Ultimately, this elaborate identity theft conspiracy implicated over 11,000 individuals' identities and an attempted loss of at least $69,936,117.00, with the total loss attributable to defendant being $7,461,713.97. Defendant pled guilty to one count of conspiracy to commit wire fraud, from in and around December 2005 to in and around November 2014, and nine counts of aggravated identity theft, from in or around March of 2011 to in and around October of 2012. Therefore, while defendant claims that he was "convicted of non-violent white-collar offenses" and "[he] is not a danger to the safety of others or to the community," defendant's offense conduct provides strong justification for the sentence originally imposed. At sentencing, this court emphasized how serious this case was due to the number of victims and the amount of intended loss. Defendant appealed this court's sentence, and the United States Court of Appeals for the Third Circuit Court of Appeals affirmed.
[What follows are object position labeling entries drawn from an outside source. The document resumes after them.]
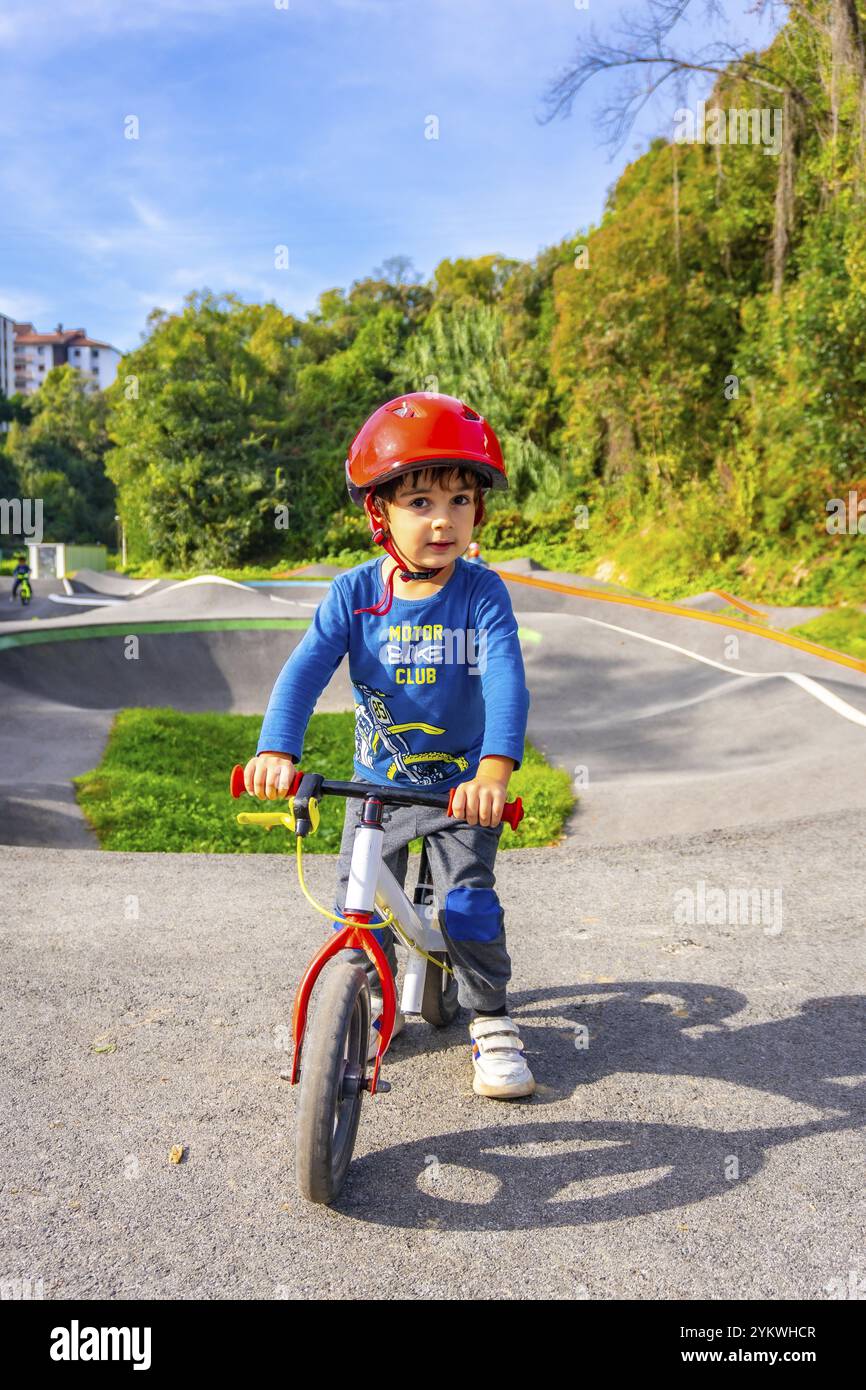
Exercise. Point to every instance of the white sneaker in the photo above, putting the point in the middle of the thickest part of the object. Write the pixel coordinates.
(376, 1012)
(498, 1058)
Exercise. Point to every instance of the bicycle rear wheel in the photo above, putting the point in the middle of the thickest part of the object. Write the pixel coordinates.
(332, 1066)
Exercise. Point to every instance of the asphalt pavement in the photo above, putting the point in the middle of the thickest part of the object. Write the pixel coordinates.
(688, 979)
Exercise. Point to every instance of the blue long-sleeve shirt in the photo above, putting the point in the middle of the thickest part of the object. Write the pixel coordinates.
(438, 681)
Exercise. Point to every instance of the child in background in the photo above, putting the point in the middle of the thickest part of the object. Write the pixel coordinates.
(424, 717)
(20, 573)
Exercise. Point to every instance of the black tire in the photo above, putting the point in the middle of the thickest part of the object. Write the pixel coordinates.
(439, 1000)
(332, 1068)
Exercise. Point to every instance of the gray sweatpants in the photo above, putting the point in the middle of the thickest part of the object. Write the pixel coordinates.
(471, 918)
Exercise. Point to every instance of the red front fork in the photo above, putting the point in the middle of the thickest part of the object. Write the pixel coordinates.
(346, 938)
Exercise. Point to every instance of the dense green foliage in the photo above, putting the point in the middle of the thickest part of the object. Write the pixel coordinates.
(691, 370)
(143, 797)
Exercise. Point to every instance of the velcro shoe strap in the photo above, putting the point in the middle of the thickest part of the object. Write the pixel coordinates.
(483, 1026)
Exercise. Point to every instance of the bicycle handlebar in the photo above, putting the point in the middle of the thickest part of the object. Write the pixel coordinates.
(512, 812)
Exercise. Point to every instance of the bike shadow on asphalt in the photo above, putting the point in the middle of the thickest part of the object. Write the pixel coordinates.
(527, 1171)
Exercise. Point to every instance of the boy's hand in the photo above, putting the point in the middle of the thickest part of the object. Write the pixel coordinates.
(268, 776)
(481, 799)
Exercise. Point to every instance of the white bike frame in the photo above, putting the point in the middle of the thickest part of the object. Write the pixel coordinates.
(371, 884)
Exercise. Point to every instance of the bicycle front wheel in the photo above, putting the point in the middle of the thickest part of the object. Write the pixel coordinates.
(332, 1066)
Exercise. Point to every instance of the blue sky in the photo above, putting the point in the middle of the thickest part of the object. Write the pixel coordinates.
(295, 123)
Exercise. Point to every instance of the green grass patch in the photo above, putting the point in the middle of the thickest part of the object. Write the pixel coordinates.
(844, 630)
(163, 787)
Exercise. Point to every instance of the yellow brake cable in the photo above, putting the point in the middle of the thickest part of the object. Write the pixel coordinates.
(389, 920)
(268, 819)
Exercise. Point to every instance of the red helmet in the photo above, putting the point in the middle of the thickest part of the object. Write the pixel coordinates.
(419, 431)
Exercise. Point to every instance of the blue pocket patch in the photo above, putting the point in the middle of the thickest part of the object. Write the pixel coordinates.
(473, 915)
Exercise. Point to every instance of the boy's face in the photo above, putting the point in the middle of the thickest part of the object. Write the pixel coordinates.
(431, 520)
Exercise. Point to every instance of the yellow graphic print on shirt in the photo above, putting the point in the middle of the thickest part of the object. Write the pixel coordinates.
(374, 726)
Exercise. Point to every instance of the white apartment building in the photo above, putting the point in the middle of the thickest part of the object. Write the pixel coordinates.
(36, 353)
(7, 355)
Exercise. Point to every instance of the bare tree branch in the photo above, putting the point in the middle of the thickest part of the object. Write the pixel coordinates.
(644, 46)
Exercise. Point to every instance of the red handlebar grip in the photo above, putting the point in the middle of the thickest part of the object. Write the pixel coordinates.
(238, 788)
(512, 811)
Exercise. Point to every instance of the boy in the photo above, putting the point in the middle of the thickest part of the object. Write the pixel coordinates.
(20, 573)
(441, 694)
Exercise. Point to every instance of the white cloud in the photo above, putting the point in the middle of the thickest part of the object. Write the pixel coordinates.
(75, 20)
(148, 216)
(22, 305)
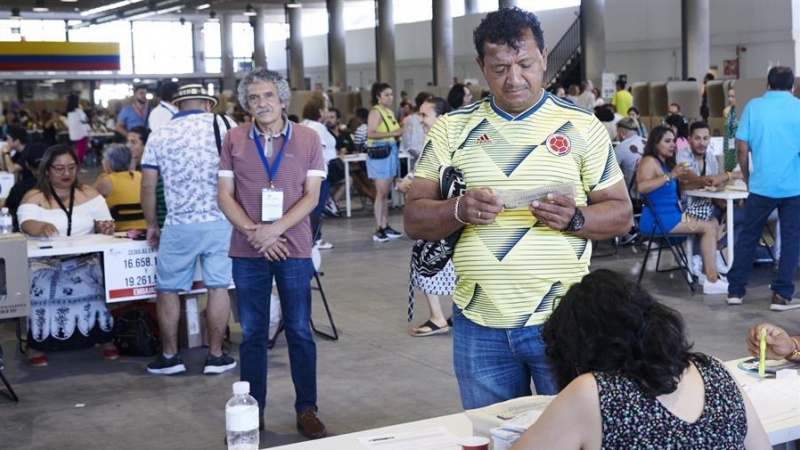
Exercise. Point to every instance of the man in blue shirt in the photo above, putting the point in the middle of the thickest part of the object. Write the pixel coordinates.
(768, 132)
(134, 114)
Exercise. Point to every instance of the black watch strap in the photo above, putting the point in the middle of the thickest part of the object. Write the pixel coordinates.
(576, 223)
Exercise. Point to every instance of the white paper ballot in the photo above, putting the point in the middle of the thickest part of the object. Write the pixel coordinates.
(522, 198)
(438, 438)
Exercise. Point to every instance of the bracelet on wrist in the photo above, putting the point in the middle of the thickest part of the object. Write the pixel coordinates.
(455, 211)
(795, 350)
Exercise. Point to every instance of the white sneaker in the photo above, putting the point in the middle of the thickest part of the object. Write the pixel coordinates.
(718, 287)
(735, 300)
(721, 266)
(697, 265)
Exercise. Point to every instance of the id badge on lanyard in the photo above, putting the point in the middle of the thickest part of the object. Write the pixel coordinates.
(271, 204)
(271, 198)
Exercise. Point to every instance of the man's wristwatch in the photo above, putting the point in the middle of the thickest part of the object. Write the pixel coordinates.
(576, 223)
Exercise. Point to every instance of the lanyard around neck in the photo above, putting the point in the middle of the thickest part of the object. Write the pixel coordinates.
(274, 170)
(68, 212)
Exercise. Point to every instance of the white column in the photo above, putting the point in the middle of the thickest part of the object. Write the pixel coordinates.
(695, 40)
(296, 67)
(260, 47)
(198, 46)
(593, 41)
(442, 25)
(226, 39)
(385, 44)
(337, 55)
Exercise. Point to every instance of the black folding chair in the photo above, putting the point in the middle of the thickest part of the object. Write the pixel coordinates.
(334, 335)
(672, 241)
(11, 394)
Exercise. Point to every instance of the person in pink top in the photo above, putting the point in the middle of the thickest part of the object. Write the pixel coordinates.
(269, 179)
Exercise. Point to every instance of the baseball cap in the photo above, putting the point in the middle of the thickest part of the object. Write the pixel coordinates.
(628, 124)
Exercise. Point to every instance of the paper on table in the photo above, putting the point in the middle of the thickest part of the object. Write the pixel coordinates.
(522, 422)
(774, 400)
(522, 198)
(437, 438)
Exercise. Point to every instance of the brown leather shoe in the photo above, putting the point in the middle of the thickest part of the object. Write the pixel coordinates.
(309, 425)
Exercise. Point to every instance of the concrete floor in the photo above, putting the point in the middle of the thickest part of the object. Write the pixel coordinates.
(375, 375)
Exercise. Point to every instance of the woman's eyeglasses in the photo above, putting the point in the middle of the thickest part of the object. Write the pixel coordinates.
(72, 168)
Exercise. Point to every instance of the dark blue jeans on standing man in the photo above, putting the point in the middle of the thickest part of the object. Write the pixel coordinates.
(493, 365)
(253, 278)
(757, 210)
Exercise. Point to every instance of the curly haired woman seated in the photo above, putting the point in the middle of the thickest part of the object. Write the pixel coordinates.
(629, 378)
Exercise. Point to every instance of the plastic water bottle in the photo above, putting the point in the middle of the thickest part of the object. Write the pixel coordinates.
(6, 225)
(241, 418)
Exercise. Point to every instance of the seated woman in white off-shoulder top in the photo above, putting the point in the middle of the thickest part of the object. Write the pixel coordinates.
(68, 308)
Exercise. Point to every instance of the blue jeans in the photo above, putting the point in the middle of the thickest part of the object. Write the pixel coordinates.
(494, 365)
(253, 278)
(757, 210)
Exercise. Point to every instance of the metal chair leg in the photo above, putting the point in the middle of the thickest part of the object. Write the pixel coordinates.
(11, 394)
(335, 335)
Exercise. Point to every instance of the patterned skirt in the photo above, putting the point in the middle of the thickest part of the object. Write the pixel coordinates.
(68, 305)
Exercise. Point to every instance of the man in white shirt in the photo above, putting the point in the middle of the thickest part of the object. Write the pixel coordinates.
(630, 148)
(314, 113)
(165, 110)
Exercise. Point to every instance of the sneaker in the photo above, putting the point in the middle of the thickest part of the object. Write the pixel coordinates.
(718, 287)
(324, 245)
(721, 266)
(697, 265)
(781, 304)
(331, 210)
(164, 366)
(735, 300)
(392, 234)
(380, 236)
(309, 425)
(628, 238)
(218, 364)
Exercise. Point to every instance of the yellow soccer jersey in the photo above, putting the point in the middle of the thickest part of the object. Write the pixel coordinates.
(514, 272)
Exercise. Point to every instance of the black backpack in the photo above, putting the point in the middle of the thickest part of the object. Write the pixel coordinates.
(136, 333)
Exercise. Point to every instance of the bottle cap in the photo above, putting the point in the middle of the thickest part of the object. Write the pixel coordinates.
(241, 387)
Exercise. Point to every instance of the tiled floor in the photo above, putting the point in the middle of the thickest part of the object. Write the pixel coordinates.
(375, 375)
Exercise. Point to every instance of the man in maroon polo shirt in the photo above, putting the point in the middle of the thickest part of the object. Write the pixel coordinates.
(269, 179)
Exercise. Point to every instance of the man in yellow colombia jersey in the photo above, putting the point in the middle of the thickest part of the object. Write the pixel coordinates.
(514, 265)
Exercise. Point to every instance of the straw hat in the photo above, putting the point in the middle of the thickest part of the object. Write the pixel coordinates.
(194, 92)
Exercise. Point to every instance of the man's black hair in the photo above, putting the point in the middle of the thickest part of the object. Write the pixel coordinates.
(506, 26)
(169, 90)
(18, 133)
(780, 78)
(699, 125)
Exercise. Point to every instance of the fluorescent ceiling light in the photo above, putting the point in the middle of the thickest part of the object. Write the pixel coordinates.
(109, 7)
(40, 7)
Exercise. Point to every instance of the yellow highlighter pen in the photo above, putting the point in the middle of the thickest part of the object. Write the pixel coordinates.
(762, 354)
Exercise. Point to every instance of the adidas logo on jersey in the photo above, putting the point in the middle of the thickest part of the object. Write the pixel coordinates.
(483, 139)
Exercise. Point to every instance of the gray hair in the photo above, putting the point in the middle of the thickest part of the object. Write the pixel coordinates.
(118, 157)
(262, 74)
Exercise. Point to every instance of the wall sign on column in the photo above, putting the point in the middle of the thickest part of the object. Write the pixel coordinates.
(130, 272)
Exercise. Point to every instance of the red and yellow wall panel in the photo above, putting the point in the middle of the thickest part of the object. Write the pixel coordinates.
(58, 56)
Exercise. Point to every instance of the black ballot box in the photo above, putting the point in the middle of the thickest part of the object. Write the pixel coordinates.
(15, 289)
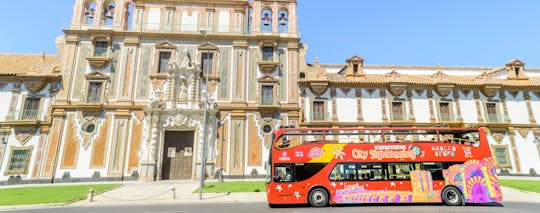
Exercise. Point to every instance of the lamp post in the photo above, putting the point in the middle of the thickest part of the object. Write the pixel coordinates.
(203, 156)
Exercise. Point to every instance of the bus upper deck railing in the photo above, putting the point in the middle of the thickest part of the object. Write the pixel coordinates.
(296, 136)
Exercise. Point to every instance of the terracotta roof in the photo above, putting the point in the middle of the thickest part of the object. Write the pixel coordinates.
(27, 64)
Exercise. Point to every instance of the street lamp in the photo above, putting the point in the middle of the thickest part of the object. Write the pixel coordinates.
(203, 157)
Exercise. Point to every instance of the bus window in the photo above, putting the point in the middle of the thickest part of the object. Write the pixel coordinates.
(350, 171)
(435, 169)
(283, 173)
(372, 171)
(304, 171)
(400, 171)
(338, 173)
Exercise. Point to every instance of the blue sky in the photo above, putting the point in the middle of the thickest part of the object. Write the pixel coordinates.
(414, 32)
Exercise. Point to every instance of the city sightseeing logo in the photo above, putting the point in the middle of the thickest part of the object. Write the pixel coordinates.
(284, 157)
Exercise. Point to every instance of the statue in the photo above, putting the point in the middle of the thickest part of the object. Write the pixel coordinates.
(183, 91)
(186, 60)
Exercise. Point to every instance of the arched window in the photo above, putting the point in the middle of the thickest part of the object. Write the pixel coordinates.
(128, 16)
(266, 20)
(89, 12)
(283, 21)
(109, 12)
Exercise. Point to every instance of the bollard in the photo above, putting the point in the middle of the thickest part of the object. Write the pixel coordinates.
(220, 177)
(91, 195)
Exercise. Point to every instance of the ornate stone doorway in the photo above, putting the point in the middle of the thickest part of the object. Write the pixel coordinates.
(177, 155)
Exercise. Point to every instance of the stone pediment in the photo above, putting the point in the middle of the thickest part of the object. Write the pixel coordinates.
(96, 75)
(444, 89)
(165, 45)
(397, 88)
(267, 78)
(207, 46)
(491, 90)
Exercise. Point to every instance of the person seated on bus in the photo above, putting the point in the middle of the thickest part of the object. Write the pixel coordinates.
(288, 175)
(351, 176)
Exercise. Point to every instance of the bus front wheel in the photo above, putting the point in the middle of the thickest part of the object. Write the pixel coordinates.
(318, 197)
(452, 196)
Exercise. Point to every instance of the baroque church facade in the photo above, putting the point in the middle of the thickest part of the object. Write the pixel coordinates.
(139, 88)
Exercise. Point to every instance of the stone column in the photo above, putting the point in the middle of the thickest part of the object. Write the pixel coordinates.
(383, 105)
(478, 102)
(527, 97)
(430, 100)
(459, 118)
(358, 93)
(333, 93)
(409, 101)
(502, 96)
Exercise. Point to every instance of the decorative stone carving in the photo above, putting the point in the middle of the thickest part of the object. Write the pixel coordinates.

See Doc. No. 848.
The offense was serious, there was and is a real need to deter others from engaging in similar criminal conduct, and there remains a meaningful need to protect the public from future crimes by defendant. Defendant's plan of re-integration (which contemplates moving back to Rhode Island to reside with his wife while being placed on home confinement in lieu of serving additional time at a BOP institution) does not diminish these penological needs. In other words, defendant's plans do not displace the import of the many factors that support maintaining the sentence as originally imposed.
The guidelines were extensively considered in the court's sentencing of defendant. In light of the criminal conduct at issue and defendant's criminal history, the defendant's guidelines sentencing range was 97 to 121 months at count one and at least one 24-month consecutive sentence at the remaining counts. In consideration of the guidelines, this court sentenced defendant to 72 months' imprisonment and a consecutive 24-month sentence on the identity theft counts, for a total term of 96 months. Nothing has been presented to suggest that the offense conduct would somehow be treated less harshly today, especially after recognizing that the defendant's sentence was below the guideline range.
In short, a review and re-evaluation of the § 3553(a) factors continues to favor the original sentence, even when balanced against the increased risks presented by defendant's medical conditions vis-a-vis the current public health crisis. Consequently, his motion for relief pursuant to the CARES Act has properly been denied.